And the world desperately needs Catholics who are actually alive with the Holy Spirit. Not angry Catholics. Not cultural Catholics. Not Catholics who know arguments but radiate no joy. Saints. People whose lives make others wonder: “What is it that they have?”

So here’s the challenge: Do one thing to discover the feature. Every single day, pray this simple, dangerous prayer: “Come, Holy Spirit. Show me one gift in me that You want to activate this week. And give me the courage to use it.”

Then pay attention. Maybe it’s the courage to start a conversation with someone who looks lonely at work. Maybe it’s the patience to listen to your roommate instead of fixing them. Maybe it’s the creativity to serve this parish in a way no one else is doing. Maybe it’s simply the honesty to go to Confession and let the Spirit breathe forgiveness into a wound you’ve been carrying too long.

The apostles didn’t become perfect overnight. They still argued. They still messed up. But something was different The Holy Spirit had been activated. And the Church was born. My friends, the Church is still being born — right here, right now, through us. The same Holy Spirit is ready. The potential is already right within reach – in our very souls. All that’s left… is the tap.

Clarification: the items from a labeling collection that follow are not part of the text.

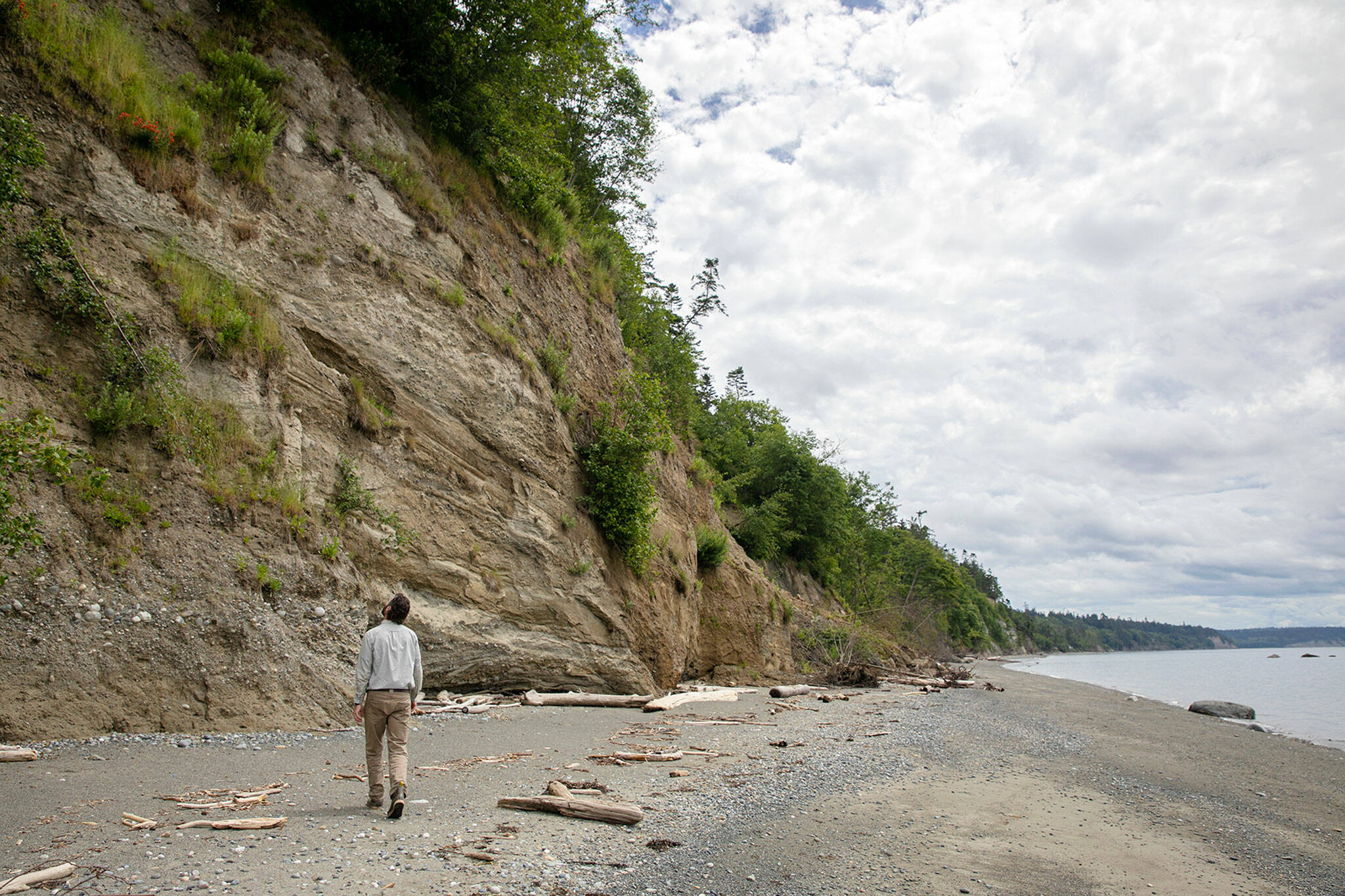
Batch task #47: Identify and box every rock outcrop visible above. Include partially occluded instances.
[0,3,830,740]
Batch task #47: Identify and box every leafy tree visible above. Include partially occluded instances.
[688,258,742,328]
[580,372,672,575]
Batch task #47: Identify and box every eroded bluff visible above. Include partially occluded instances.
[0,16,826,740]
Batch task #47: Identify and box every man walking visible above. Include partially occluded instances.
[355,594,421,818]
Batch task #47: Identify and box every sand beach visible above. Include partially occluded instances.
[0,664,1345,896]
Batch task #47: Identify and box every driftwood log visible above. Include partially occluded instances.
[0,863,76,893]
[523,691,653,710]
[121,811,159,830]
[644,691,738,712]
[177,818,289,830]
[496,780,644,825]
[884,675,977,688]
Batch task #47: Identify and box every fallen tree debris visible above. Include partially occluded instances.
[159,782,289,809]
[496,780,644,825]
[0,863,76,893]
[416,750,533,771]
[523,691,653,710]
[586,750,683,763]
[644,691,738,712]
[177,817,289,830]
[766,700,822,712]
[121,811,159,830]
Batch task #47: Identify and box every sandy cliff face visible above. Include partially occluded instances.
[0,7,824,740]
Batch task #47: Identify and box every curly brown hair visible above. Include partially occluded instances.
[387,594,412,625]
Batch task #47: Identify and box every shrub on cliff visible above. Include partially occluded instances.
[580,372,672,575]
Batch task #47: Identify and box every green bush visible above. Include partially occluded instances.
[695,525,729,570]
[580,372,672,575]
[331,457,420,552]
[0,116,47,217]
[0,400,89,564]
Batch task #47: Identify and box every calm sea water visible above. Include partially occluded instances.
[1007,647,1345,750]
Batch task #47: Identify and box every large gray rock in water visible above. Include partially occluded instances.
[1189,700,1256,719]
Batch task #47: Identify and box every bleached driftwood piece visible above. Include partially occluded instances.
[496,780,644,825]
[644,691,738,712]
[121,811,159,830]
[0,863,76,893]
[523,691,653,710]
[177,817,289,830]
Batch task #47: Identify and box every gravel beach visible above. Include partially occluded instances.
[0,664,1345,896]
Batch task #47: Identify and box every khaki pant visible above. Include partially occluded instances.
[364,691,412,801]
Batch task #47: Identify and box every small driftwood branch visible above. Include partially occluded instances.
[523,691,653,710]
[644,691,738,712]
[0,863,76,893]
[121,811,159,830]
[177,818,289,830]
[610,750,682,761]
[496,780,644,825]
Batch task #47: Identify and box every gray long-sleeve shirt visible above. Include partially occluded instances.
[355,619,421,704]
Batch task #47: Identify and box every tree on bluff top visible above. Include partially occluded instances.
[311,0,655,226]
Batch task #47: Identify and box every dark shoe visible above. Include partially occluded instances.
[387,780,406,818]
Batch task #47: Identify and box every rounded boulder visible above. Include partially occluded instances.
[1187,700,1256,719]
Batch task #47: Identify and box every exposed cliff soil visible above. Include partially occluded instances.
[0,4,827,740]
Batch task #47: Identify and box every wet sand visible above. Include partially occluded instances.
[0,664,1345,896]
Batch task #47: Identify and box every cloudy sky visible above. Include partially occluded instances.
[634,0,1345,628]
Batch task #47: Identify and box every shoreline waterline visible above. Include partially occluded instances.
[1005,647,1345,750]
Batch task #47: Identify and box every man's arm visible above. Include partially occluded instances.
[355,634,374,721]
[410,631,422,710]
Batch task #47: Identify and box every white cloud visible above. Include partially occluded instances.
[636,0,1345,628]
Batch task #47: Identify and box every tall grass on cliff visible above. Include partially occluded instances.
[149,242,286,366]
[7,0,204,157]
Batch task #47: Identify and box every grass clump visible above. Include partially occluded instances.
[194,39,288,184]
[476,314,531,364]
[347,376,395,438]
[429,277,467,308]
[328,457,420,553]
[537,337,570,389]
[354,146,453,231]
[695,525,729,571]
[19,0,204,157]
[149,243,286,367]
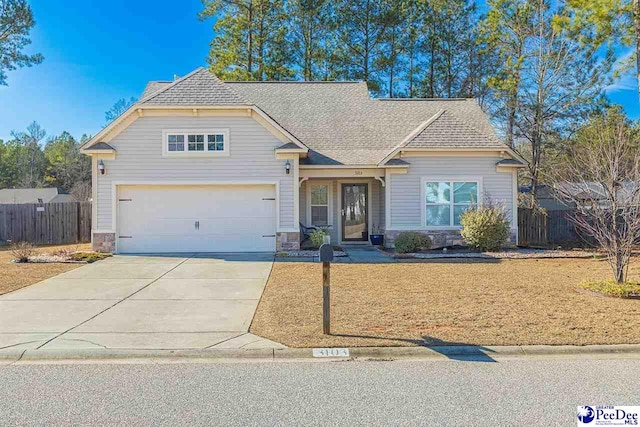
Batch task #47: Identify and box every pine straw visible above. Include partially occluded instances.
[0,244,91,295]
[251,259,640,347]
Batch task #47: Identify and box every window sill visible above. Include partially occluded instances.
[162,151,230,158]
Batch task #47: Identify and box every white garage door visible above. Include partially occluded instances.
[117,185,276,253]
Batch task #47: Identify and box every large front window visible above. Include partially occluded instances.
[425,181,478,227]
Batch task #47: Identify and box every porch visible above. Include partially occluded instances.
[299,169,385,245]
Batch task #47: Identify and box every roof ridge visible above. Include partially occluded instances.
[378,109,445,165]
[221,80,364,84]
[373,98,477,102]
[430,110,507,147]
[137,67,252,105]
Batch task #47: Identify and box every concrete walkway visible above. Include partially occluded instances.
[0,254,284,350]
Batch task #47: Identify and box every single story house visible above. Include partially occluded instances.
[0,188,75,205]
[83,68,523,253]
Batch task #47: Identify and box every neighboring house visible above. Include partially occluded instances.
[0,188,75,205]
[83,68,523,252]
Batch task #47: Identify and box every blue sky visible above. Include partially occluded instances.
[0,0,640,140]
[0,0,213,140]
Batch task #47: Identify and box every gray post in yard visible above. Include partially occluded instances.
[322,262,331,335]
[320,243,333,335]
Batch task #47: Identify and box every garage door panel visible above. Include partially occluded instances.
[118,185,276,253]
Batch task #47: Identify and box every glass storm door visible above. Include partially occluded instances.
[342,184,369,242]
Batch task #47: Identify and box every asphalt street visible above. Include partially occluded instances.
[0,359,640,426]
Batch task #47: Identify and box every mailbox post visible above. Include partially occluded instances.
[320,243,333,335]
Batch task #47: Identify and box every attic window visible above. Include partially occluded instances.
[162,129,229,157]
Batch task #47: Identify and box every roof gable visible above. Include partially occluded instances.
[405,110,503,148]
[139,68,249,105]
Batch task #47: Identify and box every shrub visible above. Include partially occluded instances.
[460,205,509,251]
[394,231,431,254]
[580,280,640,298]
[309,230,327,248]
[11,242,36,262]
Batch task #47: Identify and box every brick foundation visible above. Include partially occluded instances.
[384,230,517,249]
[91,233,116,253]
[276,232,300,252]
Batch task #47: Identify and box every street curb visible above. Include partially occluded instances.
[0,344,640,365]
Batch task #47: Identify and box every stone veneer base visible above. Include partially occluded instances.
[276,232,300,252]
[384,230,517,249]
[91,233,116,253]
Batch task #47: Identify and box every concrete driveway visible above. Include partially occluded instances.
[0,254,283,349]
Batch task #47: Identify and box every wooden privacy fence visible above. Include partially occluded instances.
[0,202,91,245]
[518,208,585,246]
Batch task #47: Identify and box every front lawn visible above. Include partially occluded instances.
[0,243,91,295]
[251,259,640,347]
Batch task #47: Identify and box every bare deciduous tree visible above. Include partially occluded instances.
[552,112,640,283]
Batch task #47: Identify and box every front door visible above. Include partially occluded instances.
[341,184,369,242]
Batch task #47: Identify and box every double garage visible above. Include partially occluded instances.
[115,184,278,253]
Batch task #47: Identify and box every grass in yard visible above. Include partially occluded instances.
[0,243,91,295]
[251,259,640,347]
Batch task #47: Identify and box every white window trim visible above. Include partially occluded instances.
[420,175,483,230]
[304,181,333,227]
[162,129,230,157]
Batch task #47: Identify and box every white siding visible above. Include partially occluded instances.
[387,156,515,229]
[97,116,297,230]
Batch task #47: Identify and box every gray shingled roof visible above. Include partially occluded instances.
[91,141,115,151]
[405,109,502,148]
[276,142,300,150]
[385,159,411,166]
[140,68,506,165]
[140,68,249,105]
[496,159,526,166]
[140,81,173,99]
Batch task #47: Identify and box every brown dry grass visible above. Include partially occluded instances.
[251,259,640,347]
[0,244,91,295]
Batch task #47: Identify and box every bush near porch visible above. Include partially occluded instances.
[251,259,640,347]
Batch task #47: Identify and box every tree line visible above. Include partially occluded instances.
[200,0,640,200]
[0,122,91,201]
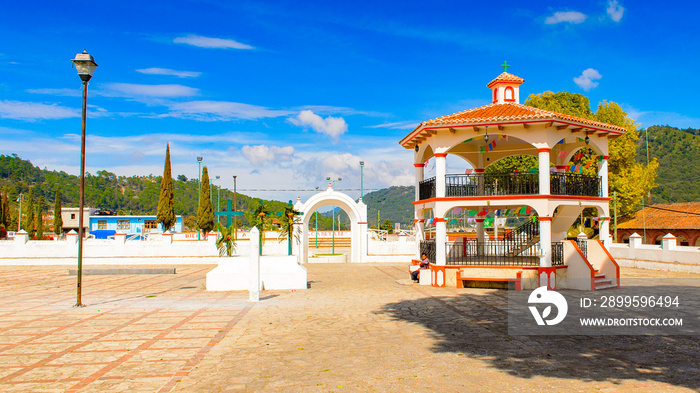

Come, Holy Spirit. Fill the hearts of your faithful and kindle in us the fire of your love. Because Christianity was never meant to be a lifeless routine. The Church was born in wind and fire, in boldness and transformation. And that same Spirit who descended at Pentecost is still capable of doing impossible things — even now, even here, even in us. Holy Spirit, show us the life we’ve been settling for. Unleash the gifts we’ve left unopened. Free us from the fears we keep hiding behind. And set our hearts on fire again.